They put all their chips on black, and it kept coming up red. Maybe they should have made banks mark mortgages at their true value? But that would have made the bankers cry, so it was never a real option.
They might have made the HAMP program work instead of using it as PR cover, too. But oh well!
Over the last 18 months, the administration has rolled out just about every program it could think of to prop up the ailing housing market, using tax credits, mortgage modification programs, low interest rates, government-backed loans and other assistance intended to keep values up and delinquent borrowers out of foreclosure. The goal was to stabilize the market until a resurgent economy created new households that demanded places to live.
As the economy again sputters and potential buyers flee — July housing sales sank 26 percent from July 2009 — there is a growing sense of exhaustion with government intervention. Some economists and analysts are now urging a dose of shock therapy that would greatly shift the benefits to future homeowners: Let the housing market crash.
When prices are lower, these experts argue, buyers will pour in, creating the elusive stability the government has spent billions upon billions trying to achieve.
“Housing needs to go back to reasonable levels,” said Anthony B. Sanders, a professor of real estate finance at George Mason University. “If we keep trying to stimulate the market, that’s the definition of insanity.”
The further the market descends, however, the more miserable one group — important both politically and economically — will be: the tens of millions of homeowners who have already seen their home values drop an average of 30 percent.

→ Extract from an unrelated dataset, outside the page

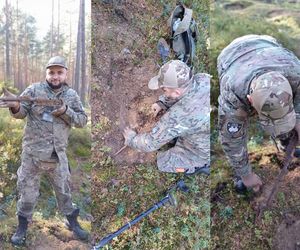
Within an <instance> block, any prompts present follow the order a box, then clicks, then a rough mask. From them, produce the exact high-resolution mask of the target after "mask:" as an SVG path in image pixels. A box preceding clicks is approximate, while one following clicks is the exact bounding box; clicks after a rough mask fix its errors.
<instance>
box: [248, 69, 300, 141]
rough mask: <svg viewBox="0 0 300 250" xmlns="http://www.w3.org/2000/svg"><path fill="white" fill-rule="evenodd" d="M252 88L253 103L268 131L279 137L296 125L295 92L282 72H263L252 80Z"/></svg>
mask: <svg viewBox="0 0 300 250" xmlns="http://www.w3.org/2000/svg"><path fill="white" fill-rule="evenodd" d="M251 89H252V90H251V91H250V92H251V93H250V96H251V99H252V105H253V107H254V108H255V109H256V111H257V112H258V116H259V123H260V124H261V125H262V127H263V129H264V130H265V131H266V132H267V133H269V134H270V135H272V136H275V137H277V136H279V135H282V134H285V133H287V132H289V131H291V130H292V129H293V128H294V127H295V124H296V113H295V110H294V104H293V92H292V88H291V86H290V83H289V81H288V80H287V79H286V78H285V77H284V76H283V75H282V74H280V73H279V72H275V71H271V72H268V73H265V74H262V75H260V76H259V77H257V78H256V79H254V80H253V81H252V83H251Z"/></svg>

The poorer these owners feel, the less likely they will indulge in the sort of consumer spending the economy needs to recover. If they see an identical house down the street going for half what they owe, the temptation to default might be irresistible. That could make the market’s current malaise seem minor.
Caught in the middle is an administration that gambled on a recovery that is not happening.
“The administration made a bet that a rising economy would solve the housing problem and now they are out of chips,” said Howard Glaser, a former Clinton administration housing official with close ties to policy makers in the administration. “They are deeply worried and don’t really know what to do.”
Go read the whole thing, about the crisis of their own making. Pouring money down a hole is almost never a good strategy.
The market isn’t coming back and the buyers won’t be pouring in until ordinary people have money again to use for things like “new” housing (new to them, that is). As long as people cannot find the money to do things, like buy a house or replace breaking furniture or the once-in-a-while books, CD, etc. no market is coming back. People need economic stability in order to plan major purchases and indulge minor ones. With unemployment still where it is and people insecure in their jobs, ain’t nothing going to happen.
Paris Hilton can go to all the parties she wants, buy all the new clothes she wants, have homes in multiple areas but she is still one person and some point she isn’t increasing economic activity. The economy needs more people doing the buying.
Tsk,tsk,tsk ——-poor Obama Administration, can’t figure out what to do with the housing market. Ya didn’t take bold, decisive action in the first place to get folks back to work, and now you face the prospect of watching this happen:
“The poorer these owners feel, the less likely they will indulge in the sort of consumer spending the economy needs to recover. If they see an identical house down the street going for half what they owe, the temptation to default might be irresistible. That could make the market’s current malaise seem minor.”